Toronto is coming off one of their best seasons in franchise history, but that doesn’t help matters in the playoffs because life’s not always fair. Drawing the Bruins is a dream match in many ways and that’s cool for the fans, but it’s also going to be a tough slog.
Make no mistake about it, the Leafs are good. They’re third overall in goals per game and their power play is the second best in the NHL. They’re sixth in faceoffs and have a pile of young, elite players that can put the biscuit in the basket. T-Dot won three of four meetings against the Bostonian ones this season, too.
But these Bruins are tough, and they seem to get tougher in the post-season because they have so many darn layers. And they outshot the Maple Leafs in almost all of their meetings this season.
Consider that they’ve dealt with injuries and suspensions to key players all season long and have still come up with scoring depth. Even latecomers like Ryan Donato have piled up points in relatively short order. They’ve called on 11 different rookies this season, including Danton Heinen, and have managed to stay in the mix despite some serious adversity.
Boston is sixth in goals per game and their power play is fourth, 23.6 percent to Toronto’s 25 percent. That’s a hair’s difference in the post-season. The Bruins also boast the third best penalty kill in the league, while the Leafs are 11th.
Boston is versatile and well-coached, which sets them up to play just about any style that comes to mind. They can play a tough game or they can ramp up the scoring and set Brad Marchand and David Pastrnak to work. Patrice Bergeron is masterful, and their defence is an airless dynamo, allowing the second fewest shots against in the regular season.

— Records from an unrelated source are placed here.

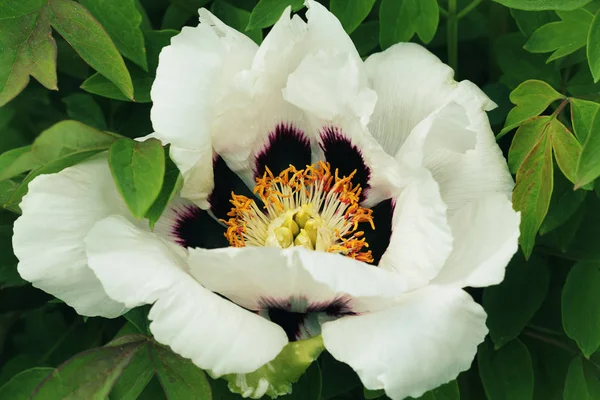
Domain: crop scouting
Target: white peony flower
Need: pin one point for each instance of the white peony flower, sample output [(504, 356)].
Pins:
[(355, 199)]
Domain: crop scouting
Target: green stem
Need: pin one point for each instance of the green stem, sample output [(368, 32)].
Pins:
[(469, 8), (452, 35)]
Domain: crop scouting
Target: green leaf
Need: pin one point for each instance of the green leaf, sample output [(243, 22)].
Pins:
[(581, 308), (142, 81), (22, 385), (69, 137), (16, 161), (138, 169), (351, 12), (582, 382), (267, 12), (83, 108), (593, 47), (26, 47), (179, 377), (588, 167), (531, 98), (122, 20), (135, 377), (90, 40), (285, 369), (563, 37), (513, 303), (582, 117), (172, 183), (537, 5), (448, 391), (563, 205), (401, 19), (567, 149), (533, 190), (235, 17), (88, 375), (506, 374)]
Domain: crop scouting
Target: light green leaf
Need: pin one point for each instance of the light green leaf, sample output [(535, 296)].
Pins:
[(582, 382), (567, 149), (69, 137), (88, 375), (351, 12), (533, 191), (513, 303), (138, 169), (582, 117), (22, 385), (122, 20), (506, 374), (537, 5), (267, 12), (90, 40), (401, 19), (26, 47), (593, 47), (531, 98), (142, 81), (563, 37), (178, 376), (588, 167), (280, 373), (235, 17), (83, 108), (17, 161), (581, 308)]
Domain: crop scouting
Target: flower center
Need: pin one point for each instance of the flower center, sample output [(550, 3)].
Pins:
[(310, 207)]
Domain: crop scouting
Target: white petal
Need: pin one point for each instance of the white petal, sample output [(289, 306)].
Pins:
[(58, 211), (214, 333), (421, 238), (422, 342), (137, 267), (253, 274), (486, 234), (411, 83)]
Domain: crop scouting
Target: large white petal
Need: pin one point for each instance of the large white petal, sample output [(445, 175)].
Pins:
[(192, 73), (252, 275), (423, 341), (421, 238), (486, 234), (137, 267), (58, 211)]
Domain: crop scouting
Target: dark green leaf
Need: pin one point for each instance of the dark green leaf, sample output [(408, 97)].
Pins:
[(563, 37), (89, 375), (533, 191), (138, 169), (536, 5), (351, 12), (22, 385), (593, 47), (401, 19), (267, 12), (531, 98), (83, 108), (179, 377), (580, 306), (513, 303), (26, 47), (582, 382), (506, 374), (285, 369), (91, 42), (122, 20)]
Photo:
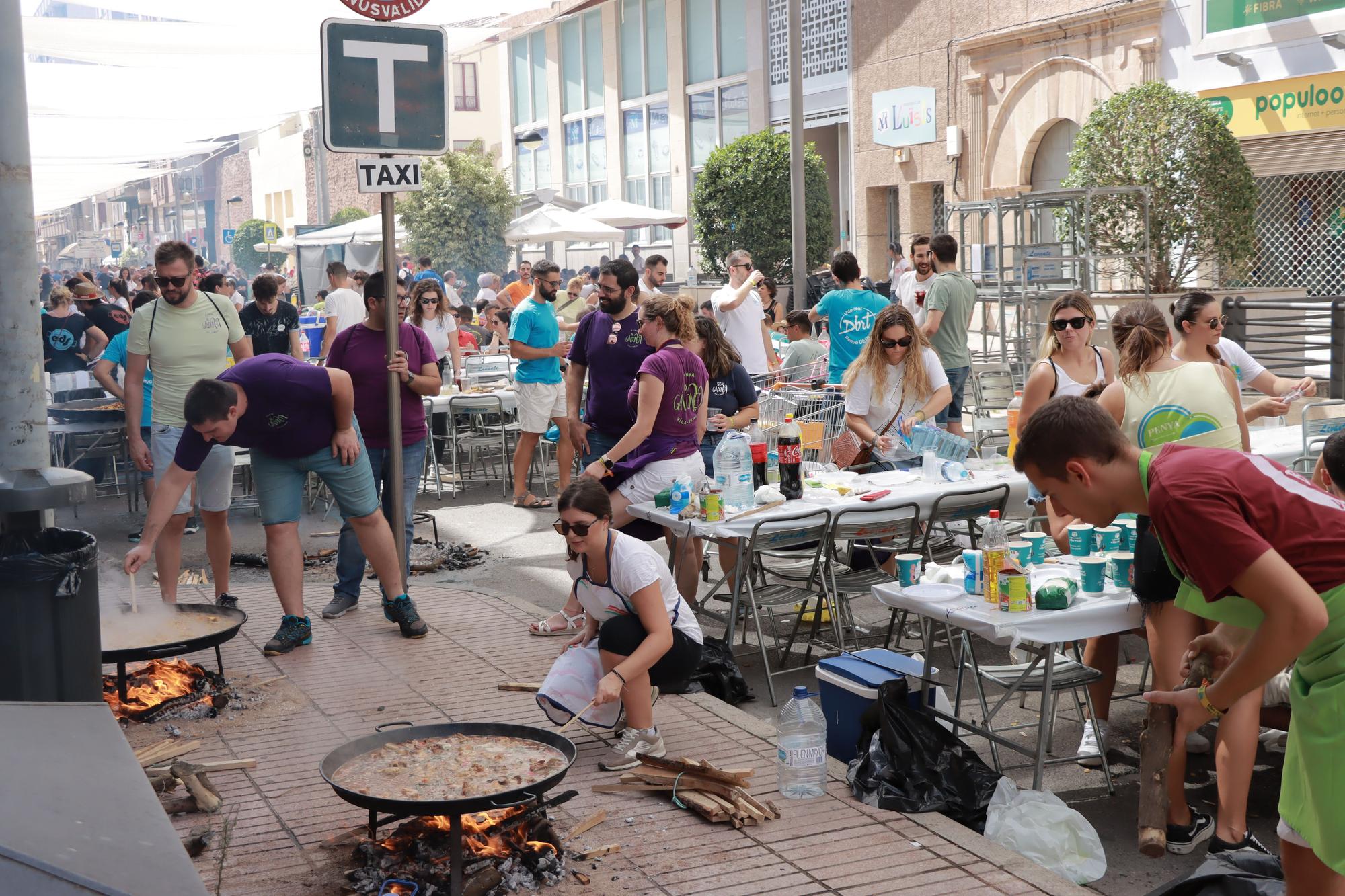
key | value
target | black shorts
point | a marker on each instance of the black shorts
(622, 635)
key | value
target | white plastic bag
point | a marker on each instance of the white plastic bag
(1039, 826)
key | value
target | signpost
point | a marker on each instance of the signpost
(385, 91)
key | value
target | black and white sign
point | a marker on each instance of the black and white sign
(385, 88)
(388, 175)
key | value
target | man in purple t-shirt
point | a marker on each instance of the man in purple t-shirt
(297, 420)
(361, 352)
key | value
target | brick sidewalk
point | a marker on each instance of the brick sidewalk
(360, 673)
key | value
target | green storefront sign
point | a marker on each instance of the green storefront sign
(1226, 15)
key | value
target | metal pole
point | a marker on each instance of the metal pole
(800, 290)
(24, 405)
(393, 325)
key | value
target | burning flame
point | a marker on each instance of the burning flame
(155, 682)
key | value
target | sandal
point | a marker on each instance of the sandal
(574, 624)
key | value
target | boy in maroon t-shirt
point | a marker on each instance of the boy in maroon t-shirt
(1231, 524)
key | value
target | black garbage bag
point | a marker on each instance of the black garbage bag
(918, 766)
(1242, 872)
(720, 676)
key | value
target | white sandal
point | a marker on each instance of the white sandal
(574, 624)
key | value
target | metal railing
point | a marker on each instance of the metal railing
(1293, 338)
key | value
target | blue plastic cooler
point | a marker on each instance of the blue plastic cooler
(849, 685)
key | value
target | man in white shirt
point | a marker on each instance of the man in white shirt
(911, 287)
(344, 307)
(738, 307)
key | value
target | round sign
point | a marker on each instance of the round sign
(385, 10)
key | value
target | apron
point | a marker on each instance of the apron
(1312, 792)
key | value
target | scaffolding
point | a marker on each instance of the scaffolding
(1023, 252)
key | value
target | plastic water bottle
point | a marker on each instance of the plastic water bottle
(734, 470)
(802, 747)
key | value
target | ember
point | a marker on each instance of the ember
(163, 685)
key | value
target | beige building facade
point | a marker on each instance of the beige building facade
(965, 101)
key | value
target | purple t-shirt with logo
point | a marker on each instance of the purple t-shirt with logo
(614, 357)
(290, 411)
(684, 378)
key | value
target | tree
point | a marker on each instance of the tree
(1202, 190)
(346, 216)
(248, 235)
(742, 201)
(461, 216)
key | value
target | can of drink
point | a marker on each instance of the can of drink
(1015, 596)
(714, 506)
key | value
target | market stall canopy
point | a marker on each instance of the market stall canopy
(621, 213)
(552, 224)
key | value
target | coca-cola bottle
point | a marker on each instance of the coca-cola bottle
(757, 442)
(790, 444)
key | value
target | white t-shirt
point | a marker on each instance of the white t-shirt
(631, 565)
(743, 327)
(879, 409)
(348, 306)
(906, 294)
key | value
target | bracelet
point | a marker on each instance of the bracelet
(1204, 701)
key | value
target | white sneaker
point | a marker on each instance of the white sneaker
(1089, 751)
(629, 748)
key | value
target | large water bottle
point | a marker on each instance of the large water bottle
(734, 470)
(802, 747)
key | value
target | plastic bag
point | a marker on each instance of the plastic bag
(913, 764)
(1039, 826)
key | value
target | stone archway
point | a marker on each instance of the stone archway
(1048, 92)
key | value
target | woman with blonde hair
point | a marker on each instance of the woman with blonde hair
(1160, 400)
(896, 374)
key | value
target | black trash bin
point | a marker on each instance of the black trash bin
(49, 598)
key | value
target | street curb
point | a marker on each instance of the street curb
(964, 837)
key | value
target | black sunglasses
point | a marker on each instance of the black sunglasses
(1078, 323)
(579, 529)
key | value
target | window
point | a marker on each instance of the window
(465, 88)
(645, 48)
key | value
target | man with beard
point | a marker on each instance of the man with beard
(185, 335)
(911, 286)
(535, 338)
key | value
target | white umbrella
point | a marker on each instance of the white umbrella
(621, 213)
(552, 224)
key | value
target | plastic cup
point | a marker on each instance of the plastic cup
(1081, 540)
(910, 568)
(1109, 538)
(1094, 573)
(1122, 568)
(1039, 545)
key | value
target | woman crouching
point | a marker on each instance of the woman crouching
(646, 633)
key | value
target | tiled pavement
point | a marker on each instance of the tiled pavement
(360, 673)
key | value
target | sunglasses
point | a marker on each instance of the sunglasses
(1078, 323)
(579, 529)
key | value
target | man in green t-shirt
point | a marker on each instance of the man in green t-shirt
(950, 302)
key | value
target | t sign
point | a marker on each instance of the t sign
(384, 88)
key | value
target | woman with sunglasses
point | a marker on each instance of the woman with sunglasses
(896, 373)
(1200, 337)
(646, 633)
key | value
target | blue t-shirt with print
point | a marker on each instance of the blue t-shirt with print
(849, 315)
(535, 325)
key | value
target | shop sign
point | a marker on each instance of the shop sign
(905, 118)
(1226, 15)
(1281, 107)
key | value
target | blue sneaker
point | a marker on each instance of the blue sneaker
(295, 631)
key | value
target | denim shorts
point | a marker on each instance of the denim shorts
(280, 483)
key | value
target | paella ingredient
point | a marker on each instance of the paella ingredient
(453, 767)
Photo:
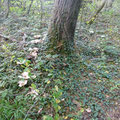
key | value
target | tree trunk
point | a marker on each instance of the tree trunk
(8, 8)
(62, 28)
(30, 7)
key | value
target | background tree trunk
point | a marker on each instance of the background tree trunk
(62, 28)
(8, 8)
(30, 7)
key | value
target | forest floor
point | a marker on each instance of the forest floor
(35, 85)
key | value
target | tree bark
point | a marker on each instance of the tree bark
(30, 7)
(8, 8)
(62, 28)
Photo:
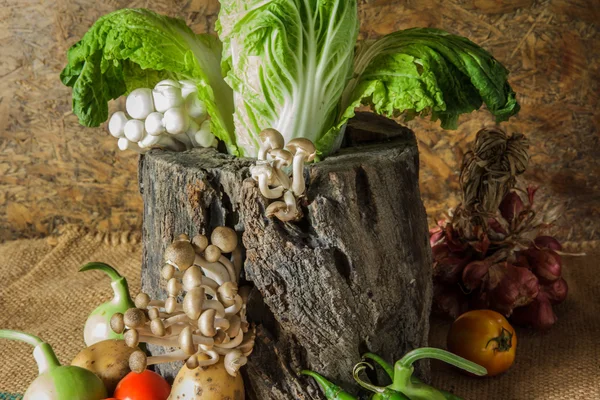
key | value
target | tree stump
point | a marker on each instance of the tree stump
(354, 275)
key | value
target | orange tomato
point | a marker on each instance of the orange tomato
(484, 337)
(145, 386)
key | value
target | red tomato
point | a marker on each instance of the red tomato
(145, 386)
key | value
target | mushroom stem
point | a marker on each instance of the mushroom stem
(266, 191)
(230, 268)
(232, 344)
(238, 261)
(236, 307)
(215, 271)
(177, 355)
(298, 185)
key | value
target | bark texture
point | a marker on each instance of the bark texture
(353, 275)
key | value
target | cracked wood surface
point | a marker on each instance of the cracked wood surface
(352, 276)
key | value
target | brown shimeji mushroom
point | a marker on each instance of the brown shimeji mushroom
(304, 151)
(271, 139)
(209, 323)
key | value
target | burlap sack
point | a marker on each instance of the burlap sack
(43, 294)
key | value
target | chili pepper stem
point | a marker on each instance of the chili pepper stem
(331, 391)
(43, 353)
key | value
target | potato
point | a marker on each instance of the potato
(207, 383)
(108, 359)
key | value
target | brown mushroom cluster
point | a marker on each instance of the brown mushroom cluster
(210, 322)
(272, 172)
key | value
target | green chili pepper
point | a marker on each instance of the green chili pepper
(404, 386)
(330, 390)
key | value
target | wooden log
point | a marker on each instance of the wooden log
(353, 275)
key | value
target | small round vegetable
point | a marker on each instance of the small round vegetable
(134, 130)
(139, 103)
(97, 327)
(207, 383)
(108, 359)
(116, 124)
(484, 337)
(145, 386)
(176, 120)
(55, 381)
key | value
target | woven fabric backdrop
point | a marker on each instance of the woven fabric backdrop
(43, 294)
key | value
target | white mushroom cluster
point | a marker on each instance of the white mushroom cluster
(169, 116)
(209, 323)
(279, 172)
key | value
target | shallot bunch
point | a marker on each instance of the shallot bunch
(491, 252)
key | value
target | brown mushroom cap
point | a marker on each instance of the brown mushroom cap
(181, 254)
(192, 277)
(158, 327)
(283, 155)
(206, 323)
(305, 145)
(192, 303)
(224, 238)
(200, 242)
(134, 318)
(212, 253)
(132, 338)
(138, 361)
(273, 136)
(117, 324)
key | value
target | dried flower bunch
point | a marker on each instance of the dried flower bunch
(273, 174)
(209, 323)
(490, 252)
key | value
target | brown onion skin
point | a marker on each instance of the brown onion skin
(546, 264)
(474, 274)
(511, 206)
(511, 287)
(547, 242)
(556, 291)
(538, 314)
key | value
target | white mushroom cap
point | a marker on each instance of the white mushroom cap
(176, 120)
(116, 124)
(139, 103)
(154, 124)
(134, 130)
(167, 94)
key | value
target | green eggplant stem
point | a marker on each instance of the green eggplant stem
(43, 353)
(331, 391)
(442, 355)
(107, 269)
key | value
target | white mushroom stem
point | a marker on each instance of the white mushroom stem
(238, 262)
(178, 355)
(233, 343)
(235, 308)
(215, 271)
(230, 268)
(298, 185)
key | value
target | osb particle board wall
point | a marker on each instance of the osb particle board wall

Toronto, on the other hand, tends to allow quite a few shots against. That’s where things turn to Frederik Andersen, who put up five shutouts this season and packed up 38 wins. He has to give the Maple Leafs a chance to win and he’s done so thus far, but the Bruins can and will get ugly in front of the net.
Toronto is still stinging from last year’s exit at the hands of the Capitals and they won’t be happy without winning it all, but eventually realism sets in. This is a club that, for all its fire, still allows too many chance against. That will be the hinge that swings this series if they can’t gather the troops and start inhibiting the Bruins.
Without a doubt, it falls to Auston Matthews, James van Riemsdyk and Mitch Marner to put on a show. And they will. But whether that show is hot enough to conquer the tough Bruins is another matter altogether.